Survival durations were 5.7 to 8.3 years (patients with right- and left-predominant ATL neurodegeneration, respectively) after PET imaging. From clinical experience, it is our impression that PET imaging is usually performed close to the time of diagnosis, and hence, we compare the survival durations of our study to the literature that reported survival durations from the time of diagnosis. Importantly, whereas the median survival duration of patients with left-predominant ATL neurodegeneration fits previous results from studies in SD (8 to 10 years [12]) and svPPA (9 years [9]), median survival of the right-predominant group was closer to previous figures from bvFTD (4 years [8]; 5 years [9]). Therefore, patients with right-predominant neurodegeneration of the ATL have in common with bvFTD not only frontal neurodegeneration (see Fig. 2), but also a particularly short survival. The observed shorter survival of the right-predominant ATL group might be due to a faster progressing underlying disease. While it might be assumed that right ATL neurodegeneration is most often due to TDP-C neuropathology, as is left ATL neurodegeneration (and svPPA) [21], Josephs et al. reported tauopathies among patients with rtvFTD, particularly in patients whose atrophy pattern also involved the frontal lobe [29].

Mesulam and colleagues recently reported that among PPA patients, those with underlying TDP-A have a shorter survival after symptom onset than those with TDP-C neuropathology (median 6 vs 14 years, respectively) [24]. In our patient sample, neuropathology and hence the proportion of TDP-A cases are unknown.
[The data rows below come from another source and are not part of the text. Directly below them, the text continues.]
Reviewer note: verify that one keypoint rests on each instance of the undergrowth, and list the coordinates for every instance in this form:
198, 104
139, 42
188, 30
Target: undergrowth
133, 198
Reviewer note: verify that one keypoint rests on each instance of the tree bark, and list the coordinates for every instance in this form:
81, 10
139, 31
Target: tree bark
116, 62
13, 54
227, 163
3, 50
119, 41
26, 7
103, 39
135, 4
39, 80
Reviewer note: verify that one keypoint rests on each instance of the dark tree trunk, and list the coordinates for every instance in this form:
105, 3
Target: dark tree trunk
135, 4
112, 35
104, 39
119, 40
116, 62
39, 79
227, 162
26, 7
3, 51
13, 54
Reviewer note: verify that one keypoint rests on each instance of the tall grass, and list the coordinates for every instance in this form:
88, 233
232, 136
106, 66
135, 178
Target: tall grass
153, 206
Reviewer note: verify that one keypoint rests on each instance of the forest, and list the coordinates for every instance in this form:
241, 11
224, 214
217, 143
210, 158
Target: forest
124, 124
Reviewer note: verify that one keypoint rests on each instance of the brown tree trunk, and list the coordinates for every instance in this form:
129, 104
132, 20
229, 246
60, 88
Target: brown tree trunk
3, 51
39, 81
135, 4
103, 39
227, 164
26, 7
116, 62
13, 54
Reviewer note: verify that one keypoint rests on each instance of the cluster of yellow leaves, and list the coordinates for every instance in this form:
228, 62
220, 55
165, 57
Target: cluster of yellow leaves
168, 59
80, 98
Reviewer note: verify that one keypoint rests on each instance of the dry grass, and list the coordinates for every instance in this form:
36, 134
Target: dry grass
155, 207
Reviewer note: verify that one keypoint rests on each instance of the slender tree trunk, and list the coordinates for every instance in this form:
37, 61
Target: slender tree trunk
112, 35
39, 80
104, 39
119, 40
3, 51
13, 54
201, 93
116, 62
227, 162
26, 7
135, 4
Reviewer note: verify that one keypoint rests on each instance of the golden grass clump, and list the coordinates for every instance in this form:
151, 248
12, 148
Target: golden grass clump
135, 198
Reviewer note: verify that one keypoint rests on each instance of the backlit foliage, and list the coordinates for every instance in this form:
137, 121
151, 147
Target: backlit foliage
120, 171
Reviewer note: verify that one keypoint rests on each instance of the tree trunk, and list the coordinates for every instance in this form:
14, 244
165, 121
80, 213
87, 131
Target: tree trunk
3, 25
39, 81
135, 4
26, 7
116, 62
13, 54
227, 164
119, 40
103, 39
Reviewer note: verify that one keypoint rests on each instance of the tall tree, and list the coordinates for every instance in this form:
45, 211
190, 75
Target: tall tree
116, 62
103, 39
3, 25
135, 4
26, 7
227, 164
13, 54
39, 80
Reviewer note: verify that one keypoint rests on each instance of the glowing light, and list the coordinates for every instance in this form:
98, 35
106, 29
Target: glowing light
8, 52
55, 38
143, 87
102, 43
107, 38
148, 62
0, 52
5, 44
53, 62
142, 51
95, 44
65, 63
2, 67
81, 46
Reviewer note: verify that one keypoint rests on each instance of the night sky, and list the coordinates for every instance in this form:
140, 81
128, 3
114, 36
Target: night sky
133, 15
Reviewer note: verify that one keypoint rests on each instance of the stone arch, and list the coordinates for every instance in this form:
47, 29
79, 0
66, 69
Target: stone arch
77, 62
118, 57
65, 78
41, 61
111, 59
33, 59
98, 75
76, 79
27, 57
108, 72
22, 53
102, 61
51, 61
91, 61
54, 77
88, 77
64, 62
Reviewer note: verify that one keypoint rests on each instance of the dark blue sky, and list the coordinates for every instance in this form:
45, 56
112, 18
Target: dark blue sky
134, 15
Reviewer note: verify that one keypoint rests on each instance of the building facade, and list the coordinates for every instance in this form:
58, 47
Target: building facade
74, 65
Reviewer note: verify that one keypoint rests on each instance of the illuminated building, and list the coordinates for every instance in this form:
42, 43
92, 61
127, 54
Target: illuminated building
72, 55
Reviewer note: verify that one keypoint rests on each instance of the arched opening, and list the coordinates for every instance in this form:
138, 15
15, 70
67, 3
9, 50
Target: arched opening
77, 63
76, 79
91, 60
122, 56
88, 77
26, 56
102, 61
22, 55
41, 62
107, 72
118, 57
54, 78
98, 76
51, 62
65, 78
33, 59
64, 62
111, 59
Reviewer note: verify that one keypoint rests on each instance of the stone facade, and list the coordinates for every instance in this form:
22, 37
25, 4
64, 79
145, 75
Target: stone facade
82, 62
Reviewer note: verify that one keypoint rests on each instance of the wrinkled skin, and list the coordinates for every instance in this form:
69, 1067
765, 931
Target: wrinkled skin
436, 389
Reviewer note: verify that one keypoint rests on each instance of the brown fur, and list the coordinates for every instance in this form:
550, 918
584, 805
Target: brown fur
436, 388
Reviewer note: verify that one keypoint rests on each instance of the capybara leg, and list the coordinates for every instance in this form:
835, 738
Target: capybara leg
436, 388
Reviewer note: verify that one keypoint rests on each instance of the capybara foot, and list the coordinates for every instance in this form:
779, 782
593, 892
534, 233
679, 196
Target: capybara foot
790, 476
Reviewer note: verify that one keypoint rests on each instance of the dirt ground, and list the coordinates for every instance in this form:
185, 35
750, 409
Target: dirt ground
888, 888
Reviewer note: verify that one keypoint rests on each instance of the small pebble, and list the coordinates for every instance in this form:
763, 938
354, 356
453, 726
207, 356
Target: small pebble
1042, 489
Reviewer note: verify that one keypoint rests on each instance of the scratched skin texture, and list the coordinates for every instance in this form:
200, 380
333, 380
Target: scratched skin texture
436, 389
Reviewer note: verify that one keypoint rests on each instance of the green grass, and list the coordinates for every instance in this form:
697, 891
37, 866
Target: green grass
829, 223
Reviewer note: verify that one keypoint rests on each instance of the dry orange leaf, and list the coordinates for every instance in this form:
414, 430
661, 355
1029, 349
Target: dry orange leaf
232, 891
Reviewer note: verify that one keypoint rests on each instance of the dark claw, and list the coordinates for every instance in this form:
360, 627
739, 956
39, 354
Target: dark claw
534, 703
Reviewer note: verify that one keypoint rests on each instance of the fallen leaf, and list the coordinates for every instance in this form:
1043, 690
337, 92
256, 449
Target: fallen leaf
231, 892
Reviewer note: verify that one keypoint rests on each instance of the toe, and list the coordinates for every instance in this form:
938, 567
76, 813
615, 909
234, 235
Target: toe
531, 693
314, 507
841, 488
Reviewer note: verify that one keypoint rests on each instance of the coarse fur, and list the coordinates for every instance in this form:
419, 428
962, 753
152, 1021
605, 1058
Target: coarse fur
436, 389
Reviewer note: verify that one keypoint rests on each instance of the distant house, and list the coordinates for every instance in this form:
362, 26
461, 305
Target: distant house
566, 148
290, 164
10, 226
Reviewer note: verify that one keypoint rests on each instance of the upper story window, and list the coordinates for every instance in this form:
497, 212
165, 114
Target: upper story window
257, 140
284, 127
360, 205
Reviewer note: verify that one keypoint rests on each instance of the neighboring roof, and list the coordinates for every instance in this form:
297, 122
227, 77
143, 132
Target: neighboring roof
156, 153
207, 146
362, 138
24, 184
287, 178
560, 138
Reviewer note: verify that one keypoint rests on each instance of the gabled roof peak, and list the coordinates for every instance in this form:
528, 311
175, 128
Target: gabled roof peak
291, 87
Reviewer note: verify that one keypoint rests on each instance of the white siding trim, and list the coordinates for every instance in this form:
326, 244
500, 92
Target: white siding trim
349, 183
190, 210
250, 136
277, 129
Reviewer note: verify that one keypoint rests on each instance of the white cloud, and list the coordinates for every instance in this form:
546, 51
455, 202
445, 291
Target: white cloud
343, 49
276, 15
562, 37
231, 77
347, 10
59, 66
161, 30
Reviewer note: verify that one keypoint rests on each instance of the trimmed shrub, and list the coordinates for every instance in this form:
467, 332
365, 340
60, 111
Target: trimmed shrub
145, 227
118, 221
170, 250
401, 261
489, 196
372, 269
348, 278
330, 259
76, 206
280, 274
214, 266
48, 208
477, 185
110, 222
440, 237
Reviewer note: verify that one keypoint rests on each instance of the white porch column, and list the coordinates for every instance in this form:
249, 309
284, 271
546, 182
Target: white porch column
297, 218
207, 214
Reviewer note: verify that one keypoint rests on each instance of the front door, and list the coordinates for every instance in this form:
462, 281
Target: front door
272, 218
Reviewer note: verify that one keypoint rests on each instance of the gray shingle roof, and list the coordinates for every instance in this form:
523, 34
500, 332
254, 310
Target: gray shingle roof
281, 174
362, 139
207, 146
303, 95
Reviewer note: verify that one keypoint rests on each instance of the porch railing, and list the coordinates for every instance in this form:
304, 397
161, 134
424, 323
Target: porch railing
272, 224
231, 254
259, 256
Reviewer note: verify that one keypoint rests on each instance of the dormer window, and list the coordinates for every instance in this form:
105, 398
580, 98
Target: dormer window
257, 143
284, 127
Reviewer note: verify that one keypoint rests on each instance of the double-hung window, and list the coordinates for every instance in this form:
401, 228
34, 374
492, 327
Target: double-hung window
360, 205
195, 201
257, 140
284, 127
However, the reported atrophy pattern of TDP-A, with equal temporal, frontal, and parietal involvement [24], more closely resembled that associated with Alzheimer’s disease than TDP-C. Patients with such a pattern of neurodegeneration (on FDG PET) were not included in our study (see inclusion criterion 2).

An additional survival analysis of our data with survival duration computed from estimated time of symptom onset yielded no significant group difference. The observed shorter survival from the time of FDG PET but not from the time of symptom onset might indicate that patients with right-predominant were admitted to FDG PET later in the disease course than those with left-predominant ATL neurodegeneration.

Taken together, greater hypometabolism, similar cognitive impairment, and shorter survival in our view indicate that patients with right-predominant neurodegeneration of the ATL were examined at a later disease stage. Although symptom durations (from patient records) in our study did not statistically differ between patient groups, it has to be noted that symptom durations have only been estimated retrospectively at the time of clinical visit by patients and/or caregivers, which might bear considerable inaccuracy. As discussed by Chan et al. [5], the (initially) rather non-verbal nature of symptoms in patients with rtvFTD (and right-predominant ATL neurodegeneration) might lead to a delayed recognition of symptoms, which is in line with a report on later recognition and delayed therapy of right hemisphere compared to left hemisphere stroke [30]. Similarly, it has been shown that among patients with syndromes associated with frontotemporal lobar degeneration, those with svPPA receive the diagnosis of a neurodegenerative syndrome much earlier than all others, e.g., bvFTD patients [9].

Sample sizes were small in this retrospective, mono-centric study. Owing to the long time span during which FDG PET were acquired, different PET scanners were used. We tried to cope with this with different smoothing filters in image preprocessing and by including PET scanner as a covariate in statistical analyses. Patient selection in this study was based on imaging findings. It was neither based on clinical diagnoses, nor based on neuropathological findings (although all available amyloid PET were negative). It is hence possible that patients with non-neurodegenerative etiologies have been included. From all data presented here, we assume, however, that most included patients fall in the clinical spectrum of FTD and have a TDP-43 neuropathology, most likely TDP-C.